No dia 30 de julho, Inácio de Loiola, depois de ter comungado
e dado ação de graças por longo tempo, chama o Padre Polanco;
este apresenta-se, e o santo doente, tendo mandado sair o
enfermeiro, diz ao Padre:
- Chegou o momento de mandar dizer a Sua Santidade que eu
estou prestes a morrer, que não creio que a minha vida se
prolongue muito e que lhe peço humildemente a sua bênção para
mim e para um dos nossos Padres, que não tardará a falecer
[57]. Diga também a Sua Santidade que, depois de ter orado
muito por ele neste mundo, continuarei no céu a fazê-lo, se a
divina Bondade se dignai de receber-me lá.
- Padre, - lhe respondeu Polanco - os médicos estão longe de
julgar Vossa Reverência tão mal como pensa, e asseguraram-me
que não há nenhum sintoma alarmante no estado de Vossa
Reverência. Espero que a misericórdia divina nos conservará o
nosso Pai muito tempo ainda.
- Padre Polanco, - replicou o Santo - sinto-me tão fraco que
só me resta soltar o derradeiro suspiro.
- Para lhe obedecer, - disse Polanco - irei falar ao Papa;
mas tenho algumas cartas que expedir esta tarde para Espanha;
poderei adiar a incumbência para amanhã?
- Faça como quiser, - respondeu o humilde doente abandono-me
à sua vontade.
Que abnegação, que humildade, que espirito de obediência
nestas doces e simples palavras do grande Loiola! E que
admiração excita quando essas palavras se aproximam das
grandes coisas que ilustram tão bela vida!
O Padre Polanco, sempre cheio de esperanças, tinha adiado a
visita ao Papa para o dia seguinte. Algumas horas depois,
falou ao dr. Petrônio acerca dos pressentimentos do santo
fundador e pediu-lhe o seu parecer:
- Até agora, - respondeu-lhe o. doutor - nada vejo de
inquietador; virei vê-lo amanhã de manhã, e direi a Vossa
Reverência a minha opinião, se achar mudança.
À noite, os Padres Madrid e Polanco foram para junto do nosso
Santo, assistiram à sua frugal ceia, não o acharam pior e
trataram com ele alguns assuntos relativos aos colégios.
Inácio ouviu-os, examinou as coisas, deu a sua opinião com a
liberdade de espírito, perfeito juízo, calma, capacidade
ordinárias. Os Padres retiraram-se, convencidos de que o
teriam ali por muito tempo e que o seu estado não era
perigoso.
No dia seguinte, sexta-feira, antes do nascer do sol, os
mesmos Padres entram no quarto do venerável patriarca...

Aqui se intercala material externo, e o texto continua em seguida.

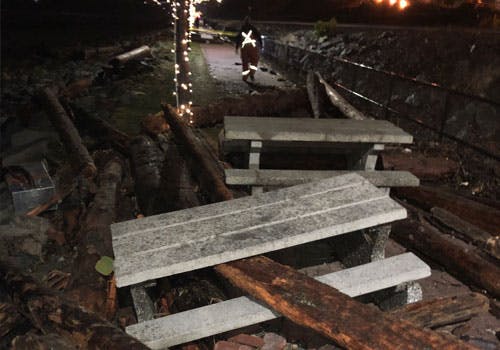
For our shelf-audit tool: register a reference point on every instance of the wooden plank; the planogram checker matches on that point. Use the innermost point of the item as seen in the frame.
(271, 177)
(339, 102)
(444, 311)
(241, 312)
(460, 260)
(331, 313)
(313, 130)
(481, 215)
(248, 227)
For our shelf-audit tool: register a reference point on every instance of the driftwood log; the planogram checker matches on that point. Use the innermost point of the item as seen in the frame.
(480, 215)
(279, 102)
(469, 232)
(87, 287)
(316, 93)
(68, 133)
(459, 259)
(333, 314)
(53, 314)
(208, 174)
(94, 125)
(135, 54)
(339, 102)
(443, 311)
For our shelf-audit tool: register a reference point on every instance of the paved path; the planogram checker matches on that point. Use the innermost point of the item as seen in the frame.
(224, 65)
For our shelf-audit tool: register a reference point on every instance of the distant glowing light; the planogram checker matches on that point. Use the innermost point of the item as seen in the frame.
(403, 4)
(248, 39)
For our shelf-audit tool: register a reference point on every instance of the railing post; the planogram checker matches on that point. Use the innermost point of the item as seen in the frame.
(389, 97)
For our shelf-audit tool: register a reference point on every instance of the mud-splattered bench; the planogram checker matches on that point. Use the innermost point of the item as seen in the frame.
(177, 242)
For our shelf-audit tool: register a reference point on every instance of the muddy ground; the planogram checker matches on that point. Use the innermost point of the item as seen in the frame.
(125, 96)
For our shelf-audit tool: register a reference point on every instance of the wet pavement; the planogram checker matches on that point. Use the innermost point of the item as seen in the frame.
(225, 66)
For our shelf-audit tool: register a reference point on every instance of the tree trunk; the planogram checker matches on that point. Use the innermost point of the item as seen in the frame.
(333, 314)
(316, 93)
(52, 314)
(135, 54)
(68, 133)
(87, 286)
(279, 102)
(459, 259)
(484, 217)
(469, 232)
(208, 174)
(102, 129)
(443, 311)
(341, 103)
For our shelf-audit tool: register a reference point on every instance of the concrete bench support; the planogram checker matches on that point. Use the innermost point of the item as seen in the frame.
(241, 312)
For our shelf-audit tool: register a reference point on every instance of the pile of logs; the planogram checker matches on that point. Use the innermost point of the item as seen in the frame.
(80, 315)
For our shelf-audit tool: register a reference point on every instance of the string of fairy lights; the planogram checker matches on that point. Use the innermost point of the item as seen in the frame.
(183, 86)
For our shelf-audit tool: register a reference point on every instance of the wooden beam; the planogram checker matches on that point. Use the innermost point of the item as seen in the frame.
(53, 314)
(324, 309)
(67, 132)
(459, 259)
(278, 102)
(208, 174)
(443, 311)
(339, 102)
(426, 197)
(316, 94)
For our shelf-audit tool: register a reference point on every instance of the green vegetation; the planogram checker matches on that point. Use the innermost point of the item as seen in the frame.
(325, 28)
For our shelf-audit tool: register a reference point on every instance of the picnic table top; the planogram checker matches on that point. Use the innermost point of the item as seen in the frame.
(313, 130)
(185, 240)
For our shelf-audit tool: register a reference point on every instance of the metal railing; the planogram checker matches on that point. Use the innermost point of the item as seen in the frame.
(296, 57)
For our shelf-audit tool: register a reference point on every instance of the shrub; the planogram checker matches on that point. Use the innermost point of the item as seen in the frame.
(325, 28)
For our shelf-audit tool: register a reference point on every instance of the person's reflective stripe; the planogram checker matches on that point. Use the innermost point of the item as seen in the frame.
(248, 39)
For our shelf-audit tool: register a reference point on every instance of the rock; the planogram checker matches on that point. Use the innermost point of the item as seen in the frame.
(322, 39)
(245, 339)
(273, 341)
(24, 235)
(413, 100)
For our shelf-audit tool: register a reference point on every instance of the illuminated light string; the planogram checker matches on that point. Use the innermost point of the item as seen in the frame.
(190, 13)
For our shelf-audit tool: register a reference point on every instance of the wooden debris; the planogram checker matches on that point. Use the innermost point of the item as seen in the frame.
(316, 94)
(209, 175)
(68, 133)
(339, 102)
(469, 232)
(10, 318)
(101, 51)
(42, 342)
(279, 102)
(148, 156)
(460, 260)
(423, 166)
(443, 311)
(53, 314)
(104, 130)
(493, 246)
(326, 310)
(135, 54)
(56, 198)
(87, 286)
(480, 215)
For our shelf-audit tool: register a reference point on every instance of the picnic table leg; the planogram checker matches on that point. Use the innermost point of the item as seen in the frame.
(254, 162)
(143, 305)
(365, 159)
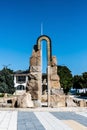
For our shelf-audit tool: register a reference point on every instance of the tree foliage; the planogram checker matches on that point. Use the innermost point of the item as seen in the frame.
(65, 78)
(6, 81)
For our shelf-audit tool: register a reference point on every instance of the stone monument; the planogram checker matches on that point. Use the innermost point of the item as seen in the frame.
(34, 84)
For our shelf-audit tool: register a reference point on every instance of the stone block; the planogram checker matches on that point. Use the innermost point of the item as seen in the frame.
(55, 84)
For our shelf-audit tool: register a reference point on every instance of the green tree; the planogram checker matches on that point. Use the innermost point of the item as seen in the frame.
(65, 78)
(6, 81)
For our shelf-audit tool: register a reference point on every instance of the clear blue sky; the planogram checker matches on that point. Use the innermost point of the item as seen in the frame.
(64, 21)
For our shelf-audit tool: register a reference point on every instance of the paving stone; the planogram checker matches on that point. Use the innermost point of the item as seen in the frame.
(71, 116)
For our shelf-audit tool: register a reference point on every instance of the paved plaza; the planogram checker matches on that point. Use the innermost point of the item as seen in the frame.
(43, 119)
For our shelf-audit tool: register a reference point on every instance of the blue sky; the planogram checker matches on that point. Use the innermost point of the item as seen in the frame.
(64, 21)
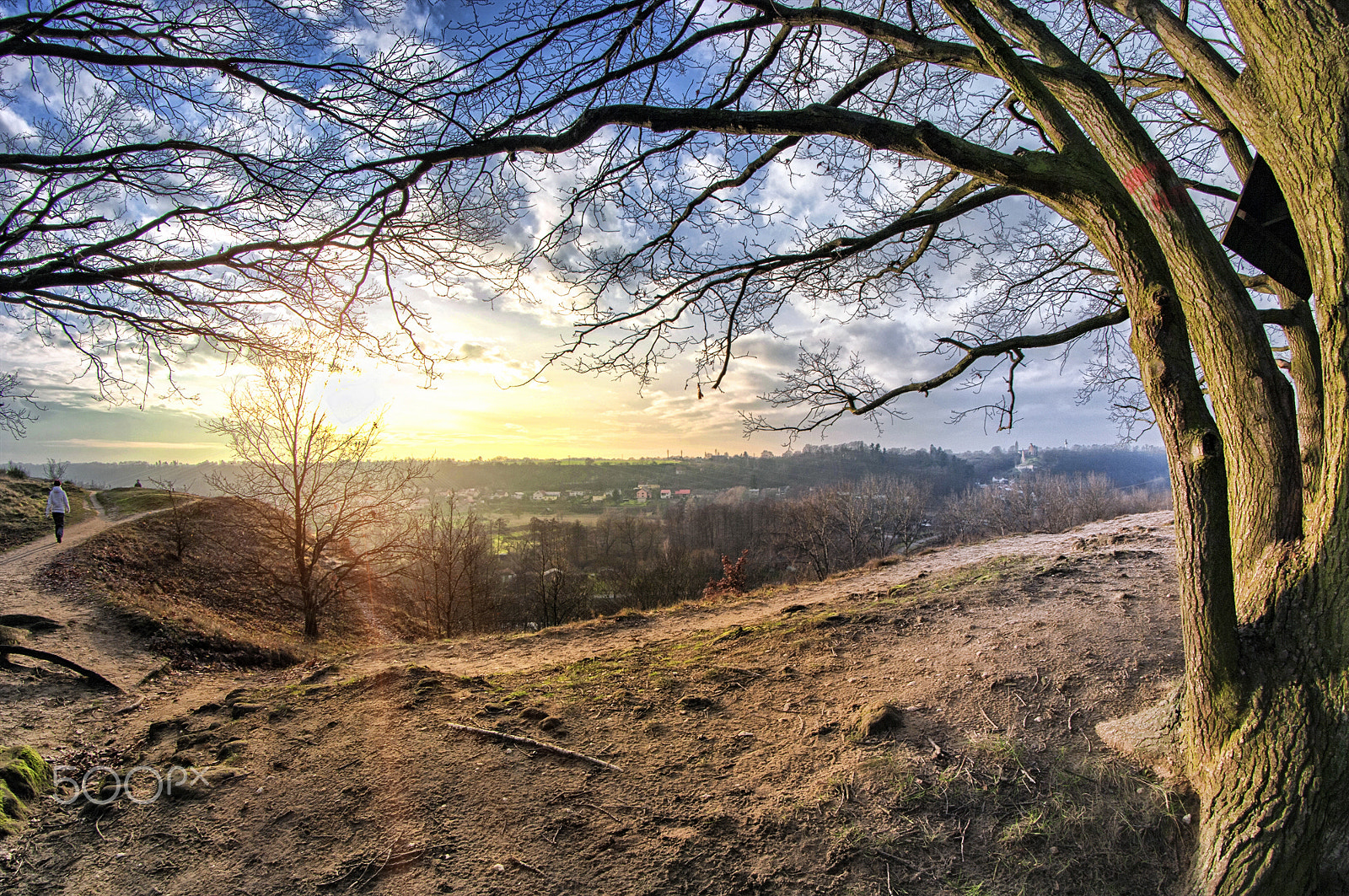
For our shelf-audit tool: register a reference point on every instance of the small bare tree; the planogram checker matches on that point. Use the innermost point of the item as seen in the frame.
(182, 534)
(314, 493)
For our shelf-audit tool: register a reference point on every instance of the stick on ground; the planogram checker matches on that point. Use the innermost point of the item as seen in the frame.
(6, 649)
(537, 745)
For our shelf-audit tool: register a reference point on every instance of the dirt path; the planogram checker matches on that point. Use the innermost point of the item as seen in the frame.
(89, 636)
(567, 644)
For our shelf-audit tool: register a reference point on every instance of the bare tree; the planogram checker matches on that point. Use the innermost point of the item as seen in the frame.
(314, 494)
(17, 405)
(180, 174)
(451, 568)
(1083, 148)
(182, 527)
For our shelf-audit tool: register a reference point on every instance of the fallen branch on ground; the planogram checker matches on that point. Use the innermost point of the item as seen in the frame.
(539, 745)
(51, 657)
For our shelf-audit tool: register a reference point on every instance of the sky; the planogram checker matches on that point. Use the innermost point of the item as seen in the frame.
(478, 408)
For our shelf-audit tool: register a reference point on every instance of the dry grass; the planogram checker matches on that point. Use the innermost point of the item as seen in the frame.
(24, 505)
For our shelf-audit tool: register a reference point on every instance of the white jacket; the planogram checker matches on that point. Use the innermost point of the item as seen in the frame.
(57, 501)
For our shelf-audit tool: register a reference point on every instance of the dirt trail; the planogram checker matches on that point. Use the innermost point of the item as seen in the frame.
(89, 635)
(492, 655)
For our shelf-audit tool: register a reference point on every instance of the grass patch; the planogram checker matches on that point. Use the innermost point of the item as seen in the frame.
(1020, 824)
(24, 776)
(123, 502)
(24, 510)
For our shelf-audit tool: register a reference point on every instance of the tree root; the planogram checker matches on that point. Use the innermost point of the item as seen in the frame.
(51, 657)
(539, 745)
(30, 622)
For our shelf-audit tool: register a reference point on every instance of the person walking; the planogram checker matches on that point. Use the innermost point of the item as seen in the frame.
(58, 505)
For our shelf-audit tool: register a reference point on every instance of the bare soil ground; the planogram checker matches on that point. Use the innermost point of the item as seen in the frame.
(917, 727)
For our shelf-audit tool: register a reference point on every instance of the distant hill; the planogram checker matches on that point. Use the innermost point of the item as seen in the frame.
(811, 466)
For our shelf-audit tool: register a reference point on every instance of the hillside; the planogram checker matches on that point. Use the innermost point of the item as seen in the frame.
(750, 749)
(24, 509)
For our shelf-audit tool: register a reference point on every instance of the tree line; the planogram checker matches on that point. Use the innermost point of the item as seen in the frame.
(463, 572)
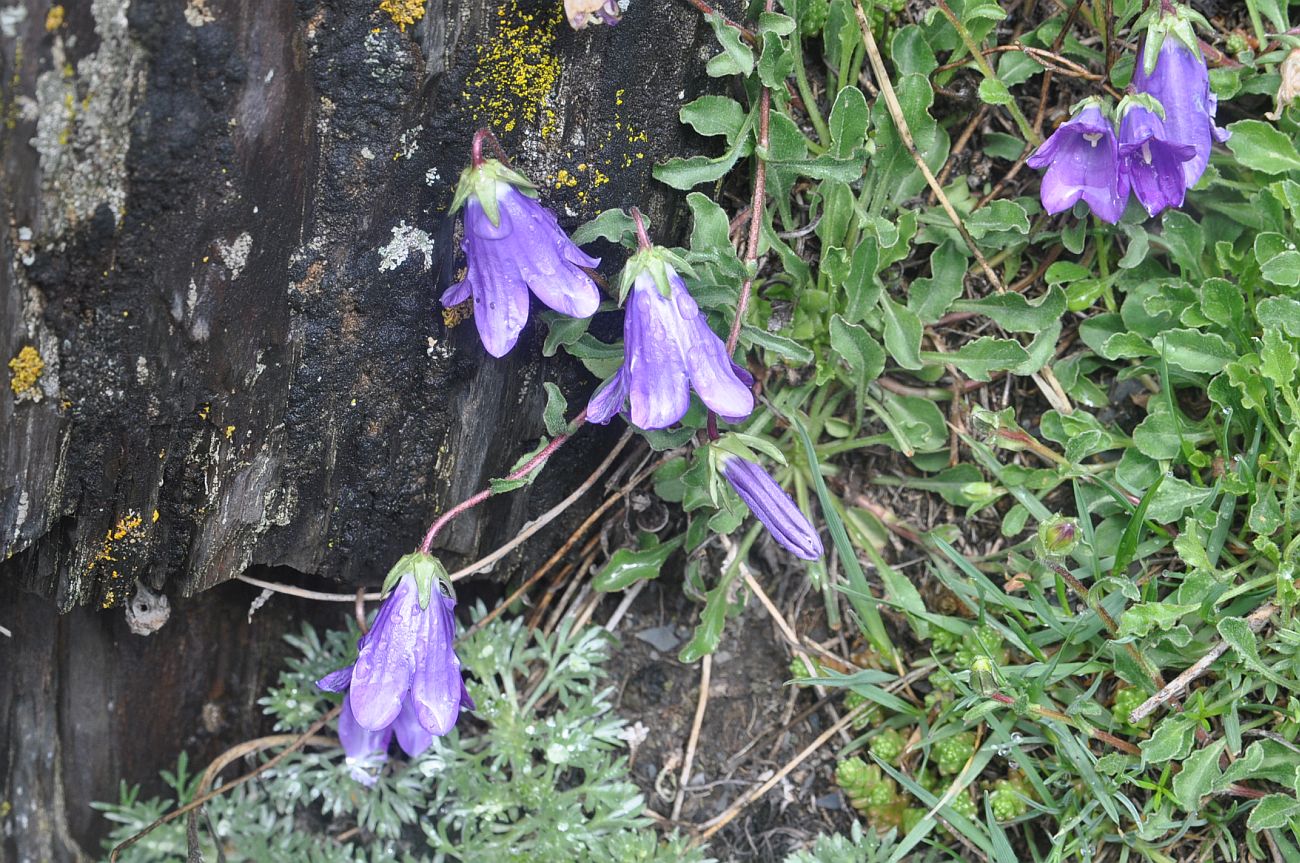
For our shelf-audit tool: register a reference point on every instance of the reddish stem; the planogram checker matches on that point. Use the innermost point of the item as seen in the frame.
(523, 471)
(476, 147)
(642, 238)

Inácio estava agonizante!... E não chamara ninguém! Passara a
noite só e deixava-se morrer sem testemunhas; havia-se
abandonado à vontade de um dos seus religiosos, que não
queria acreditar na sua morte, e Inácio não falava dela senão
a Deus.
O Padre Polanco corre ao palácio do Papa, apesar da hora
matutina. Os Padres Madrid e Frúsio, pensando que a fraqueza
é a causa única do estado em que vêm o seu muito amado Geral,
pedem-lhe que tome um caldo; Inácio recusa-o com doçura e
diz:
- Não é necessário.
O Sumo Pontífice mostrou viva dor quando soube a notícia que
lhe levou o Padre Polanco e concedeu a sua bênção ao santo
moribundo. O Padre voltou a toda a pressa e deu a bênção
apostólica ao nosso Santo. Duas horas depois, Inácio de
Loiola junta as descoradas mãos, ergue os belos olhos para o
céu, pronuncia o doce e santo nome de Jesus e evola-se para o
seio de Deus!
Foi no dia 31 de julho de 1556, dia aniversário da aprovação,
pela Santa Sé, do livro dos Exercícios Espirituais.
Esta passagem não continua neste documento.